Freide interrumpió sus palabras, me miró y luego volvió a empezar:
—Dígame, mi niño, usted leyó su carta, ¿cree que hay alguna esperanza de que vuelva?
—¿Por qué no iba a volver?
—Eso mismo digo yo. Pero a veces me da miedo que su testarudez le impida volver, o que no vuelva hasta después de mi muerte. Porque yo, mi niño, no soy tan testaruda como él y no puedo empeñarme en vivir hasta que él vuelva.

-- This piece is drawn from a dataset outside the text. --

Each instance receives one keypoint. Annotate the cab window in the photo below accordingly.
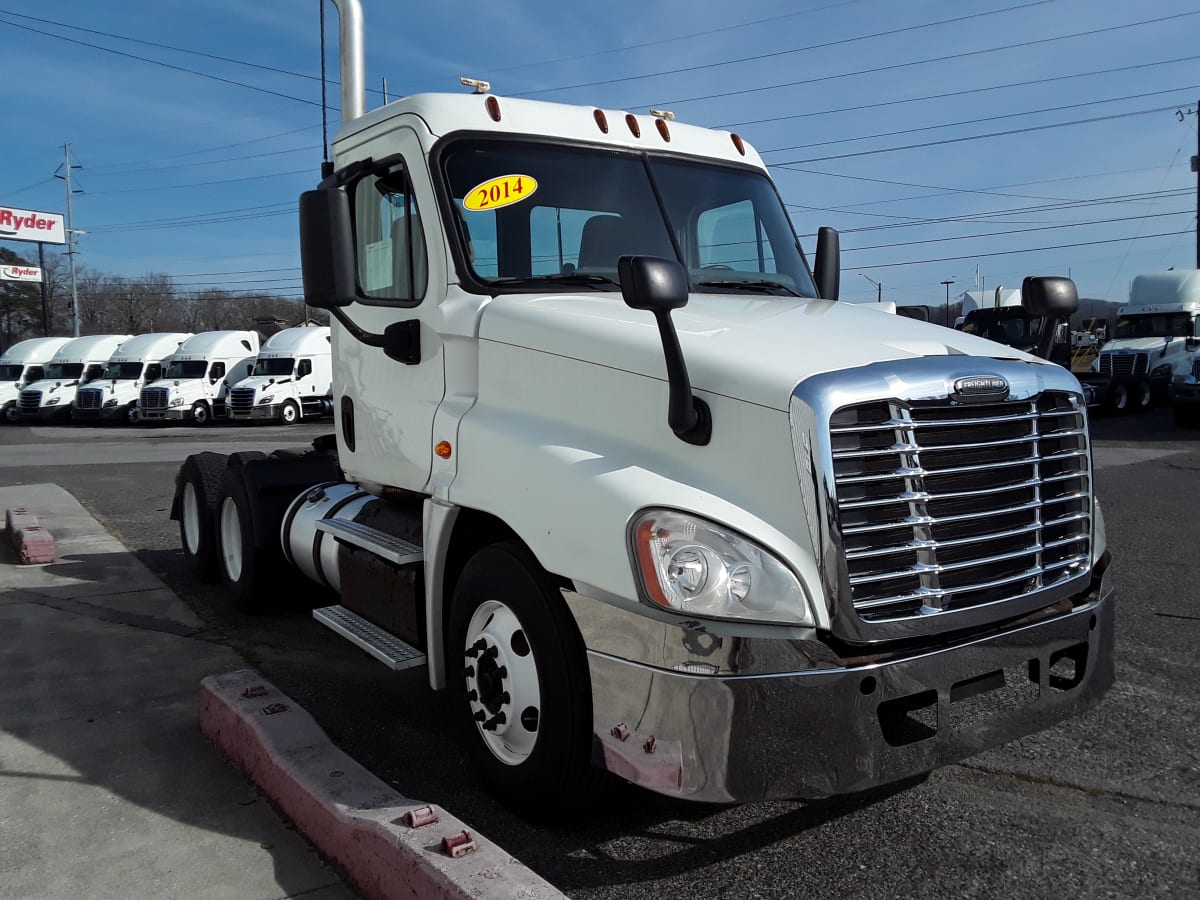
(389, 243)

Usted, mi niño, que estuvo en la tierra de Israel o en Jerusalén, allí donde todo se sabe, dígame, mi niño, ¿cuándo vendrá el Mesías? No tema, mi niño, no se lo diré a nadie, lo guardaré para mí sola; pero para mí tiene mucha importancia saber cuándo va a venir. Ya ve, tengo una bonita casa y mis cachorros están limpios, y usted pensará: «Freide no necesita al Mesías». Pero debe usted saber que no todo lo que es bonito por fuera es bonito por dentro. Mi corazón, ¡ay, mi niño!, mi corazón no es bonito. Por eso, mi niño, no sea severo conmigo porque desee un poco de felicidad.